Anyone who follows me on the Twitter account associated with this blog knows that I do it all wrong.  SO WRONG.  I barely remember to update it, and that’s because I’m so busy using my personal Twitter account all wrong. SO WRONG.

 

Everything that used to go into my private online journal is now dumped into that private Twitter feed.*  I talk about crappy television, vent about personal problems, upload too many pictures of my cats.  In short: if you don’t know me in real life and you follow me on my private twitter feed you’re either incredibly tolerant or we’ve known one another online for a long, long time.**  My private Twitter feed is everything that the internet was before the rest of my family found out about it.

 

For me, Twitter is the last safe haven for these semi-private thoughts.  The ones you used to share late at night on the phone in high school, or in a dorm room with a small group of friends while shot gunning peanut butter M&Ms.  They aren’t earth shattering or life changing (for the most part), and they usually have a lot of typos (since they’re frequently written on a phone, sometimes while walking) but they are a way to stay connected.

 

If Twitter is my dorm room, Facebook is my family reunion.  The public parts are pretty and I tend to not “like” a lot of things, because I’m too involved in the world of marketing to give up that information easily.  I don’t post a lot of political items (without filters, anyway) because my friends and family are a diverse group of people, and the internet is no place to debate personal feelings on those matters. (Unless you really want to alienate everyone you know.)  Facebook is a place to share big events and good news, it’s a way to keep in touch with people you know in real life but who are too far away to see every day.

 

I probably use Facebook all wrong, too. I don’t tend imaginary farms or play trivia games; I’ve started using it in place of my phone 50% of the time. I’m not sure how I spent so many hours on the phone as a teenager because now, when it rings four times a week, I look at it and sigh before I answer it.  Talking on the phone is exhausting.  Facebook is great! I can see everyone’s new babies and puppies, it reminds me when it’s someone’s birthday, and no one ever hands it to their four year old and forces me to make polite conversation.***  It also makes me realize how old I am, as my nieces and nephews become teenagers and start talking about things I’ve never heard of.  (It’s also conflicting to be the “cool” aunt, and not have some of the same filters imposed that I’m sure their parents do – the internal debate on when to say something about the selfies and the friending of strangers online is a complex battle.  That’s probably a discussion for another time.)

 

Anyway, smack dab in the middle of Lent I’ve realized that a number of my friends have dropped Facebook or Twitter, or both, in the lead up to Easter and I find it puzzling.   Because giving up Facebook for Lent would be like screening my phone calls for 40 days and giving up Twitter would be like locking myself in a room where I only had access to my job for 40 days.  This must mean that I look at social networking in an entirely different way, right?
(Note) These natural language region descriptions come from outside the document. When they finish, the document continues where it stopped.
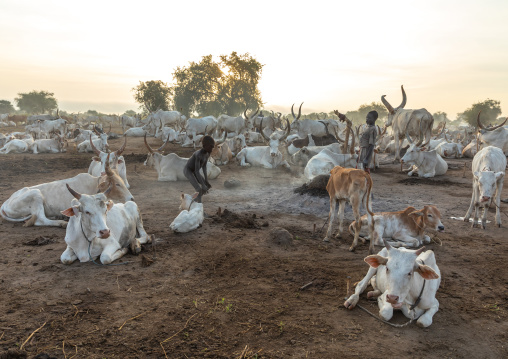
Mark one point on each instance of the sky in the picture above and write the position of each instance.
(448, 54)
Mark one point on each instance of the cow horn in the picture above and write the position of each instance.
(73, 192)
(491, 128)
(121, 149)
(419, 251)
(97, 152)
(262, 133)
(163, 145)
(404, 97)
(288, 129)
(387, 105)
(407, 132)
(387, 245)
(148, 146)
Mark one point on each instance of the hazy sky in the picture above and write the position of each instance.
(447, 54)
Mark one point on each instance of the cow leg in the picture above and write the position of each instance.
(111, 253)
(68, 256)
(331, 218)
(355, 204)
(340, 212)
(351, 302)
(471, 205)
(498, 201)
(385, 308)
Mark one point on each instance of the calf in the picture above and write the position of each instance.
(99, 228)
(346, 184)
(488, 175)
(399, 278)
(191, 215)
(406, 227)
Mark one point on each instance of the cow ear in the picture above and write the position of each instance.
(376, 260)
(71, 211)
(427, 272)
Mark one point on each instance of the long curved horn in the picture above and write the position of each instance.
(261, 131)
(491, 128)
(121, 149)
(404, 97)
(288, 129)
(387, 105)
(73, 192)
(407, 132)
(326, 127)
(163, 145)
(97, 152)
(148, 146)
Maybe if I had closer physical proximity to my friends and family it would be different – a way to unplug and spend more time being present for people in my physical presence.  As it is, it would probably be more beneficial for me to take up writing emails than to give either of them up.

 

 

*Nothing on the internet is private, it doesn’t matter how many filters you use. My private online journal is fairly well neglected now that I’m a dull married woman closer to 40 than 20.

**That’s right. I know people on the internet that I don’t know in real life.  Most of them aren’t even serial killers… I don’t think.

***I have nothing to talk about with a four year old. I can’t even ask them about school or after school activities – which, by the way, are the only two questions I have for your 7 – 13 year old because I’m pretty sure we’re not watching the same TV shows, listening to the same music, or reading the same books.  Small talk with children is the worst.